New Muslim Convert Tweets Locations Of ISIS Safe Houses
New-Zealand English teacher-turned-terrorist Mark Taylor, who shot into the public eye last year after publicly burning his Kiwi passport and then asking for a new one has blundered again by apparently forgetting to turn off geo-location services on his smartphone while tweeting from Islamic State safe houses in Syria.
The terrorist, who changed his name to the more appropriate-sounding ‘Abu Abdul-Rahman’ uploaded a series of tweets during his travels across the Islamic State, updating his twitter following on his progress with ISIS. The Daily Mail reports a Canadian jihad-monitoring group recorded 45 of these tweets containing geo-location data and passed the information on to intelligence agencies.
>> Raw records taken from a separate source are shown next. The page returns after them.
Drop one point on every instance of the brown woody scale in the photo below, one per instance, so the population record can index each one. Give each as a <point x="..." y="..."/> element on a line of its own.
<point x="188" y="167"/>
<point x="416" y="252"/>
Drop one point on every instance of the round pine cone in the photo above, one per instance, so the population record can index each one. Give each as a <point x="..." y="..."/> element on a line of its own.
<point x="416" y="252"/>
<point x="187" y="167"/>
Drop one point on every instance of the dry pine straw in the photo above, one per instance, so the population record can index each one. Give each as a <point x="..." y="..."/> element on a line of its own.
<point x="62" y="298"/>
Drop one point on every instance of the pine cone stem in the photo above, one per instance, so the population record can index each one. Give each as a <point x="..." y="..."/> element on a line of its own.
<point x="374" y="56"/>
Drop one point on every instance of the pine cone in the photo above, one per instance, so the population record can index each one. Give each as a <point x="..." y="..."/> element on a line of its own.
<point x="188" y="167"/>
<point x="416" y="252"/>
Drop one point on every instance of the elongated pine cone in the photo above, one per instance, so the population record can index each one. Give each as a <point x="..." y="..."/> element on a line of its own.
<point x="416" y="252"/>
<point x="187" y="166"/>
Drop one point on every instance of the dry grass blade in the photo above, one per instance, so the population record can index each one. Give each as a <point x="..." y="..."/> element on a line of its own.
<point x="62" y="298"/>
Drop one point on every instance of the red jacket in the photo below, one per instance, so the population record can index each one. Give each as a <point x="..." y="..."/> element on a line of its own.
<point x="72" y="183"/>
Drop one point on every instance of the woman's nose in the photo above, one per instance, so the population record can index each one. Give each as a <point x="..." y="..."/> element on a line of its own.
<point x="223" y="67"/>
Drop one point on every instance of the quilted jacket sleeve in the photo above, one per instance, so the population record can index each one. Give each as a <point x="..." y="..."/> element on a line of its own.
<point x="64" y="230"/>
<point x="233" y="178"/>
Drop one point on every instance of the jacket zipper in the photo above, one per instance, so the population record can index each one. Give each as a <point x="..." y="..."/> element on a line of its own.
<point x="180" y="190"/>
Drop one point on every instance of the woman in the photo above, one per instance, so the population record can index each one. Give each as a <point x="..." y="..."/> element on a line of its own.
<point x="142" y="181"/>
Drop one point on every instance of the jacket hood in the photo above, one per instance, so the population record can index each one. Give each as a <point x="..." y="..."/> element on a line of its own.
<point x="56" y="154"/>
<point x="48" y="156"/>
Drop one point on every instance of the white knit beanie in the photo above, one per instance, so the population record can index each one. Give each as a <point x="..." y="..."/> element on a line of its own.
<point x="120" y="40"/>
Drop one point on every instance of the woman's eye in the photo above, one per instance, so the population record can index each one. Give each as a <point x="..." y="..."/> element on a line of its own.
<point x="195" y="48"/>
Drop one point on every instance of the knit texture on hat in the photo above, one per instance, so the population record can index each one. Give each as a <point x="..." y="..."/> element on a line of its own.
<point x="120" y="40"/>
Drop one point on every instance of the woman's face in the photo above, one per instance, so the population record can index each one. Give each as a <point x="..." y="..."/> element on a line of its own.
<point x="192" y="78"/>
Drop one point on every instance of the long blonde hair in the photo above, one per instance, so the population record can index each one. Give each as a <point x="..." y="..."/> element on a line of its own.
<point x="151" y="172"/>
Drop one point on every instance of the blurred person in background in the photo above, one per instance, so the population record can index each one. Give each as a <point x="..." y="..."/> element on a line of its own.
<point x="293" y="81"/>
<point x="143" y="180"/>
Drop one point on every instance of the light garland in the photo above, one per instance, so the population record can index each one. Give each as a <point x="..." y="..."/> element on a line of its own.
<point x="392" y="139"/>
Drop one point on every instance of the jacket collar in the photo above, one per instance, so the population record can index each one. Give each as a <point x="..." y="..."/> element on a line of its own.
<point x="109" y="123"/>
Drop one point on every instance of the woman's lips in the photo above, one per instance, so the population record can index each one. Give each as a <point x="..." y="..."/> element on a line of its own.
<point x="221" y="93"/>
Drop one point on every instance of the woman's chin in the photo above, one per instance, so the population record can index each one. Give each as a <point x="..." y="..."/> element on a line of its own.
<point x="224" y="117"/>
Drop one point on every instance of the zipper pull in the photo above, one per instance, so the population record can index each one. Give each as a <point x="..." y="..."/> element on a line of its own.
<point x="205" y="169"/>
Describing the blunder, Canadian monitoring group IBRABO said: “It’s a rookie social media mistake and one that intelligence and law enforcement agencies pray for when tracking criminals. This week one of New Zealand’s well known jihadists, Mark Taylor removed 45 tweets after he discovered that he was broadcasting his twitter location to every intelligence agency… Unfortunately for him we captured all of them prior to him removing the tweets”.
“Taylor isn’t the first jihadist to broadcast his whereabouts via social media and in fact looking at the battlefield in Syria we see fighters from Canada, France, and other western countries making the same mistake”.
IBRABO goes on to explain that the locations of Taylor’s tweets often correspond with known movements of the ISIS army, including a surge of fighters in the Kafar Roma in October.
Taylor has used his twitter account on multiple occasions to make pronouncements to his fans and followers, many of which have appeared confused. Many tweets have been about his future in the Islamic State, with one claiming he wanted to get a replacement New Zealand passport after he burned his original so he could return home. Another tweet contradicted that apparent desire, stating he would stay in the Islamic State until he received a martyrdom, a fate that may be hastened by his failure to turn the GPS off on his mobile phone.
As IBRABO remarks: “Taylor’s numerous failures demonstrate the opportunities that can be gained through monitoring and tracking extremists via social media and telecommunications. Given his need for attention I’m sure this will not be the last we hear from Kiwi Jihadi. With luck he will fail to read the manual on his next shiny new phone”.